Quantum information processing in Fock space

© Lorenzo Nocchi

Generally speaking, communication is the process of transmitting a message (information) from a sender to a receiver. We usually think of sending physical information, i.e. a message embodied in an information carrier and sent as a signal, such as voltage signals, speech, video or radar. In the classical world, physical systems that carry information obey the laws of classical physics. For example, electromagnetic signals propagate in space according to Maxwell’s equations, thus the speed of information transfer is fundamentally limited to that of light. Similarly, in radio communications, information flows from a radio emitter to the radio receiver but not vice-versa, as it follows from the causality principle. In other words, abilities and limitations of communication and information processing in general are governed by the laws of physics. From that perspective, quantum physics together with its counterintuitive principles allows for novel possibilities that are not permissible in classical world. Encoding, transmitting and decoding information carried by quantum systems enables distant parties to beat the limits fundamentally imposed by the laws of classical physic.
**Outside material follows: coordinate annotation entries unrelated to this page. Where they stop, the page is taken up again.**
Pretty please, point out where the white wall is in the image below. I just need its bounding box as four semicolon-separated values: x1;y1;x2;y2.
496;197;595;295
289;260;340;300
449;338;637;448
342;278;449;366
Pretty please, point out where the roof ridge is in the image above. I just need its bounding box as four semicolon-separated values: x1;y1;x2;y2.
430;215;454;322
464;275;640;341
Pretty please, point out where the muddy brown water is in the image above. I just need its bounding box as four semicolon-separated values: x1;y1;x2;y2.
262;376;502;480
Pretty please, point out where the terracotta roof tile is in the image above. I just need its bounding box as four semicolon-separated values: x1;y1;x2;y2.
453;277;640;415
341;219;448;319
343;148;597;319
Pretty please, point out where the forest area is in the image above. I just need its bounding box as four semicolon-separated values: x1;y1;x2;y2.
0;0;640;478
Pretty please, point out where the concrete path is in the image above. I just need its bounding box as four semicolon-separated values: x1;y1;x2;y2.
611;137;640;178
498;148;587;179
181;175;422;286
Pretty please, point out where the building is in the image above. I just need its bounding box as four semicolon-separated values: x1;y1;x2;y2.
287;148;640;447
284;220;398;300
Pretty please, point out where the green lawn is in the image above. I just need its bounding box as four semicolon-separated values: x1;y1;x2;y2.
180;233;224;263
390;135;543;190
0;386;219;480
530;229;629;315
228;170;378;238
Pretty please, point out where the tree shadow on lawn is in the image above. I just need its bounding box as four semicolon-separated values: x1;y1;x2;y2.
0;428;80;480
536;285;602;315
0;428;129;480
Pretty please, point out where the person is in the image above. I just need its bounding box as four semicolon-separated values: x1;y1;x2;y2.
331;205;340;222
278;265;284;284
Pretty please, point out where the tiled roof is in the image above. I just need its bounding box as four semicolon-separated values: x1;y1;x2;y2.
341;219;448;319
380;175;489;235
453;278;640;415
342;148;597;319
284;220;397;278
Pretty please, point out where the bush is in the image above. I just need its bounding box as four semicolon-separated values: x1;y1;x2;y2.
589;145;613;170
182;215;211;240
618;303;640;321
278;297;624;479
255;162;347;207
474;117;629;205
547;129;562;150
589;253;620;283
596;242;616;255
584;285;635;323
In our recent work [SD17] we have studied the model of limited communication, i.e. the communication restricted to a) a finite number of information carriers, and b) finite speed of propagation. When the distant parties use a single classical particle to communicate, they are restricted to “one-way signaling”, as the particle can carry information in one direction only. We analyzed the corresponding quantum scenario, where the parties communicate via a single quantum particle prepared in superposition of different spatial locations. We have shown that such a scenario results in “two-way signaling”, which is impossible in classical physics (visit here for the media coverage). Our framework does not assume (a priori) the use of quantum entanglement, in contrast to majority of known quantum information tasks and protocols. Such a phenomenon is essentially enabled by the “particle-vacuum” entanglement, which is an intrinsic feature of the Fock space. In a subsequent work [MMD+18], we have shown that such entanglement can be used for secure and anonymous communication. These results indicate that information-processing in Fock space can offer novel possibilities. Our main goal is continue the investigation in this direction with the main focus on quantum communication in Fock space.

References

[SD16] F. del Santo and B. Dakić, Two-way communication with a single quantum particle, Phys. Rev. Lett. 120, 060503 (2018). 
[MMD+18] F. Massa, A. Moqanaki, F. Del Santo, B. Dakić, and P. Walther, Experimental two-way communication with one photon, arXiv:1802.05102 (2018).